I roamed around the upper deck until I backed into the steering wheel—with a pirate's skeleton still hangin' on to the big
wooden spokes. He was a party pirate once, by the
look of his clothes, but he hadn't died at any party. He had daggers stuck in
both
of his eyes.

I kinda screamed. I mean, I don't remember exactly screaming, but a few seconds later everyone joined me, so I must've said
something.

Stef pulled one of the knives out—did I say she was one tough lady? Anyway, we examined it and found out pretty quick that
the handle was lined with small, sparkling jewels—rubies, diamonds, and emeralds.

“Think these are real?” Andy asked.

“If they are,” I said, “I'll make a necklace out of 'em for you.”

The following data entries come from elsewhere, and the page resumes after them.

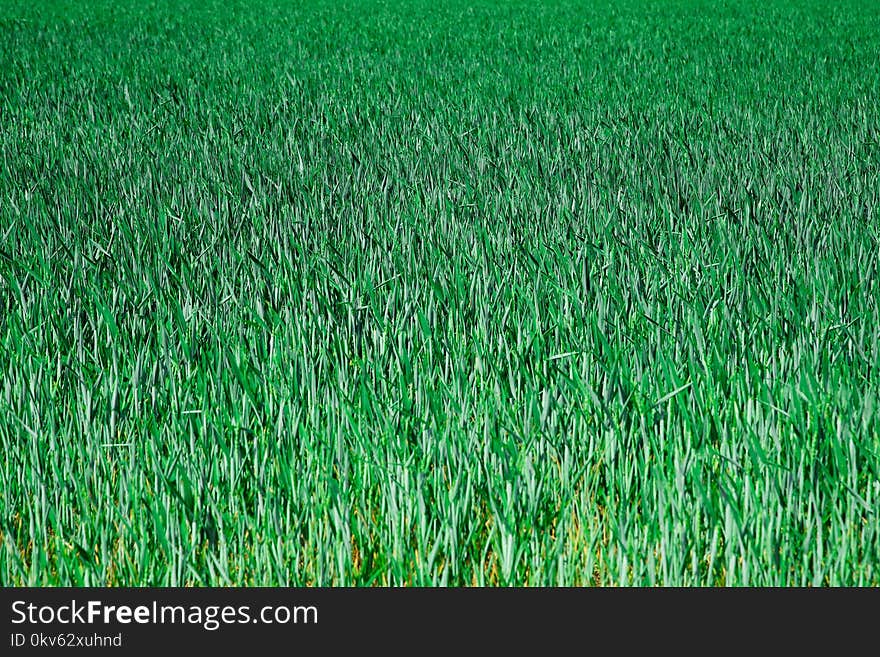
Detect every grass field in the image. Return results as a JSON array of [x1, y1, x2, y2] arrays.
[[0, 0, 880, 586]]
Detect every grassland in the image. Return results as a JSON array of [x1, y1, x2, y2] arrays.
[[0, 0, 880, 585]]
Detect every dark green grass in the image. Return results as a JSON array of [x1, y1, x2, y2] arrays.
[[0, 0, 880, 585]]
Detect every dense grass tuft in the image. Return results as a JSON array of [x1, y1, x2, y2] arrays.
[[0, 0, 880, 585]]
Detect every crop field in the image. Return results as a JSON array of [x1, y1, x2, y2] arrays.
[[0, 0, 880, 586]]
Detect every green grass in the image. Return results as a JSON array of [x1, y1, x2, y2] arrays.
[[0, 0, 880, 585]]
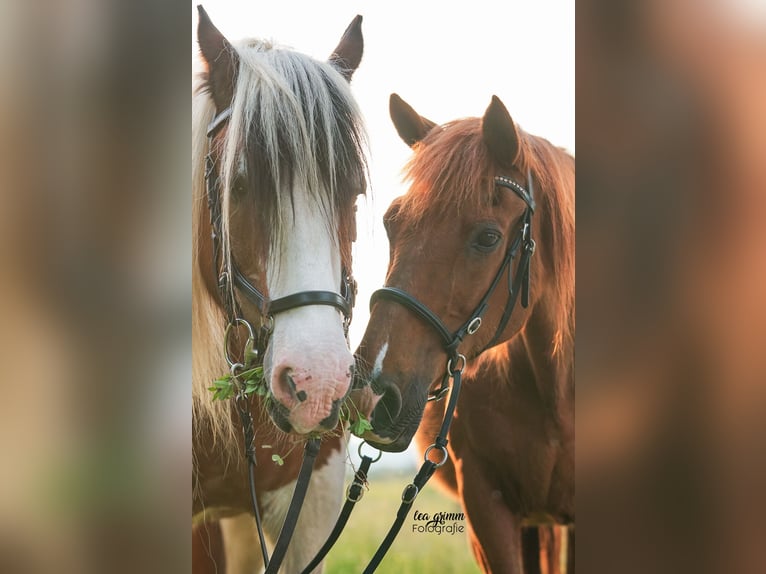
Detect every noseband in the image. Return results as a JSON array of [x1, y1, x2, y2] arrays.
[[370, 172, 535, 388], [205, 104, 356, 355]]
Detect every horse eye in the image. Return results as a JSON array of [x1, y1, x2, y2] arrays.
[[476, 229, 500, 249], [231, 175, 247, 198]]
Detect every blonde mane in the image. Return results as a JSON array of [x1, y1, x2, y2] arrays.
[[192, 40, 367, 454]]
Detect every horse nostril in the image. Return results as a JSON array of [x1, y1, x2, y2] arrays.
[[277, 367, 308, 403], [371, 381, 402, 437]]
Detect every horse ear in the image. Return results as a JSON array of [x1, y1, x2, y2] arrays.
[[329, 15, 364, 81], [388, 94, 436, 147], [481, 96, 519, 167], [197, 4, 239, 112]]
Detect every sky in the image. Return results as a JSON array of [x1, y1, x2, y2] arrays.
[[192, 0, 575, 468]]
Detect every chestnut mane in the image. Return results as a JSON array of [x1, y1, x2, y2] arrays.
[[399, 118, 575, 357]]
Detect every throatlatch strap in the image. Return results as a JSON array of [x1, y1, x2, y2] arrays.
[[301, 455, 373, 574], [364, 371, 462, 574]]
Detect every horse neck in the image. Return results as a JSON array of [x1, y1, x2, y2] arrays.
[[496, 301, 574, 415]]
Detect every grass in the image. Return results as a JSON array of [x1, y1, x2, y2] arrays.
[[325, 472, 480, 574]]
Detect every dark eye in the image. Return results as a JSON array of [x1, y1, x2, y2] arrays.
[[474, 229, 502, 251], [231, 175, 247, 199]]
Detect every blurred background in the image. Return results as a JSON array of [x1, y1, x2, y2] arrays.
[[0, 0, 766, 573]]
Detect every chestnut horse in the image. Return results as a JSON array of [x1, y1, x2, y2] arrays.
[[192, 7, 367, 573], [352, 94, 575, 573]]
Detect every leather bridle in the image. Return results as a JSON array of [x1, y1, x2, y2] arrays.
[[205, 108, 356, 346], [205, 107, 356, 574]]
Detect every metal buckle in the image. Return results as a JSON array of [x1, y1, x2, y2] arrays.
[[423, 444, 449, 468], [447, 354, 466, 376], [356, 440, 383, 462], [223, 317, 255, 369], [402, 483, 420, 504]]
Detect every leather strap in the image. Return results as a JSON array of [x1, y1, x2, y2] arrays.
[[269, 291, 351, 315], [364, 367, 462, 574], [264, 438, 321, 574]]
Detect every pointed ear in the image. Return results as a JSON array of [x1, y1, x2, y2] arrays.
[[481, 96, 519, 167], [197, 4, 239, 112], [328, 15, 364, 81], [388, 94, 436, 147]]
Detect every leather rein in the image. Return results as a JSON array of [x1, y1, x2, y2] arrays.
[[302, 172, 535, 574], [205, 107, 356, 574]]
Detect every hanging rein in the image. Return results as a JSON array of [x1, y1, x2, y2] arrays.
[[302, 172, 535, 574], [205, 108, 356, 574]]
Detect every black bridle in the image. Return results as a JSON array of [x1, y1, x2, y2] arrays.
[[370, 172, 535, 399], [302, 172, 535, 574], [205, 108, 356, 574], [205, 108, 356, 342]]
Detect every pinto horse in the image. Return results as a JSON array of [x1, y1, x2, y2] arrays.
[[192, 7, 367, 573], [352, 94, 575, 573]]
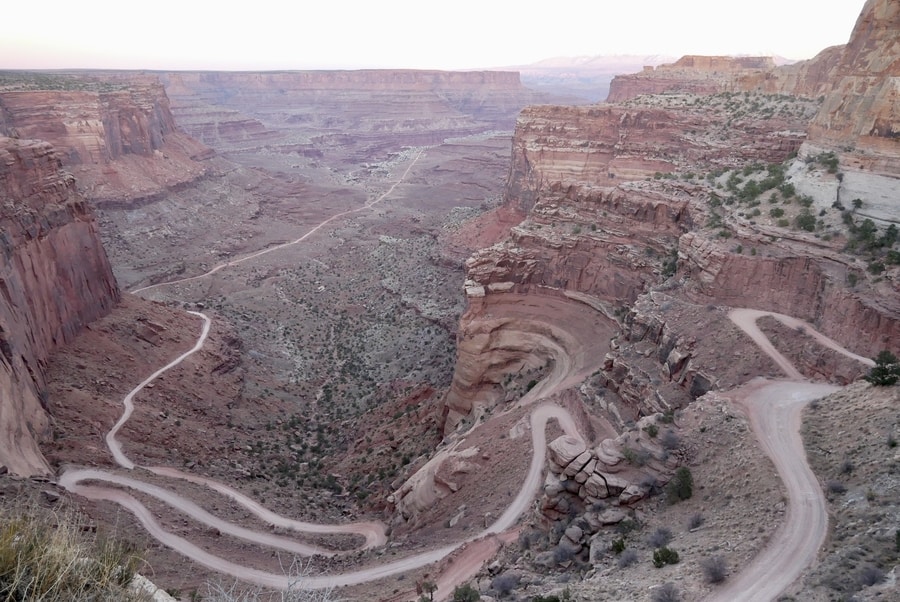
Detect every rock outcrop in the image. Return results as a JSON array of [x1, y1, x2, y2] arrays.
[[606, 55, 775, 103], [445, 88, 824, 426], [606, 46, 844, 103], [160, 70, 547, 160], [801, 0, 900, 223], [0, 74, 212, 204], [0, 138, 119, 475]]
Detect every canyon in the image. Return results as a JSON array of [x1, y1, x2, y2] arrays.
[[0, 0, 900, 600]]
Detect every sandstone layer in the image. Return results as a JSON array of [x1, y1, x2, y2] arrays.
[[0, 74, 212, 205], [0, 138, 119, 475], [160, 70, 547, 160], [606, 55, 775, 103]]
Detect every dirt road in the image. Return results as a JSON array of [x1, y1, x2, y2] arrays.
[[707, 309, 873, 602]]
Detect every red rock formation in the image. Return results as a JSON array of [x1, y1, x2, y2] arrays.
[[0, 76, 211, 203], [0, 138, 119, 475], [446, 0, 900, 431], [679, 233, 900, 355], [606, 46, 844, 103], [606, 55, 775, 102], [161, 70, 544, 160], [507, 105, 804, 212], [809, 0, 900, 178]]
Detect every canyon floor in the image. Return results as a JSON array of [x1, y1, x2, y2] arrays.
[[0, 65, 897, 601]]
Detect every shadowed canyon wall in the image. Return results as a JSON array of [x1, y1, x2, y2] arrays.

She smiled and ruffled my hair. I wouldn't have minded somethin' else, but I figured I'd take a rain check. I mean, if the
gems
were
real, then this was the start of my Golden Time, and
all
the kids at school would wanna hang out with me. Andy, too. And if the gems
weren't
real… well, this was still the best adventure
I'd
ever been on, and no matter what else happened, we'd talk about it for the rest of our lives. That thought was cut short
by Data's shout.

We ran to his voice to find him stuck halfway down the ventilator shaft, his feet sticking out of the top, kicking away. Mouth
and Brand each grabbed one leg and pulled. Instead of pulling Data out of the ventilator, though, they only pulled the ventilator
out of the deck, with Data still inside it. This left a big hole in the deck. Andy stuck her head down into it.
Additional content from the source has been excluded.